To date, two avenues have been followed to overcome immunologic rejection in transplanted blood vessels: attenuation of immune responses in the host through immunosuppressive drugs22 23 24 and reduction of graft antigenicity with different preservation and preparation techniques.4 5 6 9 10 However, clinical trials applying either approach have not yet demonstrated an unequivocal reduction in the incidence of rejection. The use of immunosuppressants like cyclosporine may considerably reduce leukocyte infiltration or delay the development of intimal hyperplasia but cannot entirely suppress the rejection process.22 23 These drugs also pose additional risks and side effects and are poorly tolerated by the often polymorbid cardiovascular patients.24 Cryopreservation techniques, using liquid nitrogen vapor in conjunction with dimethyl sulfoxide, are the currently favored methods of maintaining viability and structural integrity of vascular grafts.5 6 Nevertheless, significant antigenicity of cryopreserved veins and arteries still represents a major obstacle to their widespread use.25 Application of fixatives like glutaraldehyde appears to induce nonspecific inflammatory responses in the adventitia and structural degradation and calcification of the graft. Additional cross-linking of extracellular matrix proteins leads to anastomotic compliance mismatch and subsequent intimal hyperplasia.9 Moreover, fixatives have not been able to homogeneously penetrate the full thickness of the arterial wall, resulting in nonuniform fixation.9

Another approach is decellularization of arterial allografts and xenografts induced by the detergent SDS.15 It reduced the immune injury with preservation of medial elastin in the presence of very few adventitial inflammatory cells. The presence of inflammatory cells, despite complete decellularization, was attributed to minor antigenicity of extracellular matrix components, which are not targeted by the detergent.
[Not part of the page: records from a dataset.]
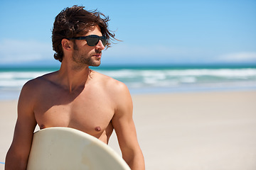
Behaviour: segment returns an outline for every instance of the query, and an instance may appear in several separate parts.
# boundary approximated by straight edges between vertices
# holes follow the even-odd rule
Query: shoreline
[[[132,96],[146,169],[255,169],[256,90]],[[12,140],[16,104],[0,101],[1,162]],[[120,154],[114,132],[109,145]]]

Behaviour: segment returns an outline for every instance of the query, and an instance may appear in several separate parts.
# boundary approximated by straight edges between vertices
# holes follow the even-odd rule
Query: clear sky
[[[256,64],[256,1],[0,1],[0,65],[57,64],[51,47],[55,17],[82,5],[109,16],[122,42],[102,64]]]

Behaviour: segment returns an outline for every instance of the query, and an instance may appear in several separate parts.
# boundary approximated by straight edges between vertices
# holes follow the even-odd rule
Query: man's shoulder
[[[53,73],[48,73],[41,76],[38,76],[33,79],[28,81],[23,86],[23,89],[29,91],[37,91],[38,88],[46,86],[49,81],[50,78],[54,74]]]

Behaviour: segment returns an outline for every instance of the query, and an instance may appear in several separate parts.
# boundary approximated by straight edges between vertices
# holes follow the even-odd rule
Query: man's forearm
[[[145,163],[142,152],[135,154],[129,160],[127,161],[127,164],[132,170],[144,170]]]

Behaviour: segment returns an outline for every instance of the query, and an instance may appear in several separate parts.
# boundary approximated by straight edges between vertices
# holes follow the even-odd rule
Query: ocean
[[[124,83],[132,94],[256,89],[256,66],[131,66],[92,69]],[[18,99],[29,79],[58,67],[0,68],[0,100]]]

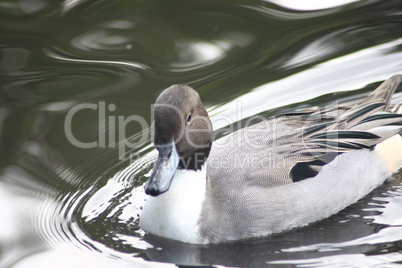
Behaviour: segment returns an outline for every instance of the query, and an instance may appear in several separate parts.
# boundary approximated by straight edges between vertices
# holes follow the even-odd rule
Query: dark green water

Our previous studies,13 which demonstrated PDT-induced depletion of cells and additional modification of the remaining extracellular matrix in the arterial wall, prompted this investigation by suggesting that PDT may significantly decrease graft antigenicity. PDT can be considered a specialized and targeted form of chemotherapy in which the drug itself is harmless unless activated by exposure to wavelength-specific light. Alternatively, PDT may also be considered an extension of radiotherapy in which, because of prior sensitization of the tissue, cytotoxicity is induced at much lower radiation energies than with conventional radiotherapy. Similar to ionizing radiation, the PDT effect occurs within a very short time frame and is localized to the irradiated field. Therefore, PDT appeared to be highly suitable for an ex vivo treatment under standardized conditions, right before graft implantation.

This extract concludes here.